Palestinians stand at a makeshift shelter outside their destroyed home. Marco Longari—AFP

Israel begins withdrawing troops as Hamas denies any agreement for an unconditional extension.

Israel and Hamas appeared at odds Thursday over prolonging a 72-hour Gaza ceasefire, with the Jewish state indicating it will back an unconditional extension but Hamas denying any agreement.

Guns have stayed silent in the tiny Palestinian enclave since 8:00 am Tuesday, bringing relief to millions of people on both sides after the deaths of 1,886 Palestinians and 67 on the Israeli side. Egyptian mediators have accelerated efforts to extend the truce after it expires at 0500 GMT on Friday, shuttling between Israeli and Palestinian delegations in Cairo.

“Israel has no problem extending the ceasefire unconditionally,” an Israeli official claimed on condition of anonymity late Wednesday. There was no immediate reaction from Hamas. A spokeswoman for the Israeli army said 27,000 reservists called up for the conflict had been sent home, leaving a force of 55,000 still on active duty, in another sign of growing hopes for long-term quiet.

But Hamas deputy leader Mussa Abu Marzuq, part of the Palestinian delegation holding talks in Cairo, denied overnight there was yet any agreement. “There is no agreement to extend the ceasefire,” he wrote on Twitter. “Any news about the extension of the truce is unfounded,” added Hamas spokesman Sami Abu Zuhri.

In the battered Gaza Strip, shops, banks and markets have reopened, and people have crowded into the streets. Emergency services have started to clear rubble and retrieved more bodies, raising the overall Palestinian death toll to 1,886 according to the Palestinian health ministry.

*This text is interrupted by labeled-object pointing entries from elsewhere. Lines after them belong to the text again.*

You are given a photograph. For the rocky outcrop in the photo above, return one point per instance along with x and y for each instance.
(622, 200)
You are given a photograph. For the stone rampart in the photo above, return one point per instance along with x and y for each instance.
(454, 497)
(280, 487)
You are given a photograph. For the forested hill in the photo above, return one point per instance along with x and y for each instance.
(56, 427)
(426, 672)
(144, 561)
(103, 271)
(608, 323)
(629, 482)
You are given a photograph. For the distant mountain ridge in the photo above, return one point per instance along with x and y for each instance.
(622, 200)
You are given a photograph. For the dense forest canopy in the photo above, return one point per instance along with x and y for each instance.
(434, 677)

In the southern town of Rafah, one of the worst hit areas where Israel sought to destroy a network of Hamas tunnels, local residents buried bodies that had been stacked in morgues as the fighting raged.

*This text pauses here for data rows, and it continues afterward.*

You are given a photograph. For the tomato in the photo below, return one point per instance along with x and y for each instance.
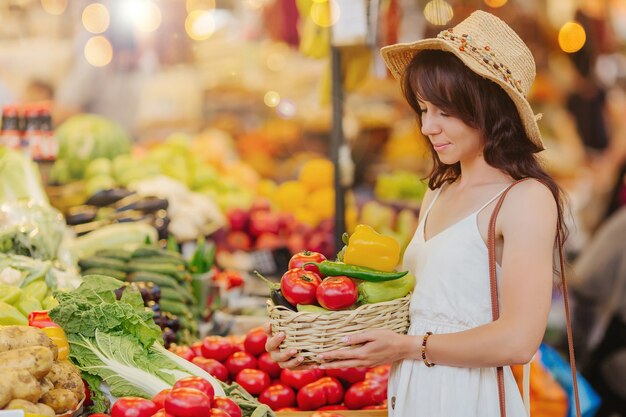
(326, 414)
(162, 413)
(325, 391)
(187, 402)
(298, 379)
(133, 407)
(364, 393)
(216, 347)
(337, 293)
(278, 396)
(298, 286)
(198, 383)
(228, 405)
(379, 373)
(216, 412)
(266, 364)
(160, 397)
(299, 259)
(215, 368)
(184, 352)
(350, 375)
(253, 380)
(255, 341)
(239, 361)
(333, 407)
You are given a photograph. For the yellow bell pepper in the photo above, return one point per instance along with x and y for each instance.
(54, 331)
(370, 249)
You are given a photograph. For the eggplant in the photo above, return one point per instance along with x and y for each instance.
(107, 197)
(143, 204)
(81, 214)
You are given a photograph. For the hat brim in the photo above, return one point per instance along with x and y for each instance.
(398, 57)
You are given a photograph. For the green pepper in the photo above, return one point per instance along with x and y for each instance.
(378, 292)
(10, 315)
(37, 290)
(334, 269)
(9, 293)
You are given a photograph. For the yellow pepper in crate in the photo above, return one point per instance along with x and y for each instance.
(366, 247)
(54, 331)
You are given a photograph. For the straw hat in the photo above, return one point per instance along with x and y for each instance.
(490, 48)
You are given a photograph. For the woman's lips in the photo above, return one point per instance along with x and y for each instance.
(440, 146)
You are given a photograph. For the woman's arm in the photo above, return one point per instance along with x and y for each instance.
(527, 223)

U.S. President Barack Obama said Wednesday that the people of Gaza need greater hope for the future, as he urged the extension of an Israel-Hamas ceasefire. He said the United States was supporting ceasefire talks but added: “Long-term, there has to be a recognition that Gaza cannot sustain itself permanently closed off from the world. I have no sympathy for Hamas. I have great sympathy for ordinary people who are struggling within Gaza.”

Nearly half a million Palestinians were displaced by Israeli bombardment, and many are still sheltering in schools after their homes were flattened in the offensive. “Look at my house, it is totally smashed. How can my children live here?” asked Mussa Abu al-Rus, whose house had been taken over by Israeli soldiers.

In Jerusalem, Israeli Prime Minister Benjamin Netanyahu launched a vigorous defense of the conflict in the face of international criticism over heavy Palestinian civilian casualties. “I think it was justified. I think it was proportionate and that doesn’t in any way take away the deep regret we have for the loss of a single civilian casualty,” Netanyahu said in his first public remarks since the ceasefire came into effect.

On the Israeli side, the loss of 64 soldiers is its biggest toll since the 2006 war against Hezbollah.

U.N. Secretary General Ban Ki-moon warned that after three wars in Gaza in six years, international patience with both sides is being tested. He opened a special meeting of the U.N. General Assembly with an appeal for a lasting peace. “The senseless cycle of suffering in Gaza and the West Bank, as well as in Israel, must end,” he said.

Netanyahu showed reporters aerial images of homes and of a U.N.-run school, from which he said Hamas fired mortars and rockets. He accused the armed faction of deliberately increasing the death toll by using human shields and called on the international community to ostracize the group “for its callous abuse of civilians.”

“Every civilian casualty is a tragedy, a tragedy of Hamas’s own making,” he added.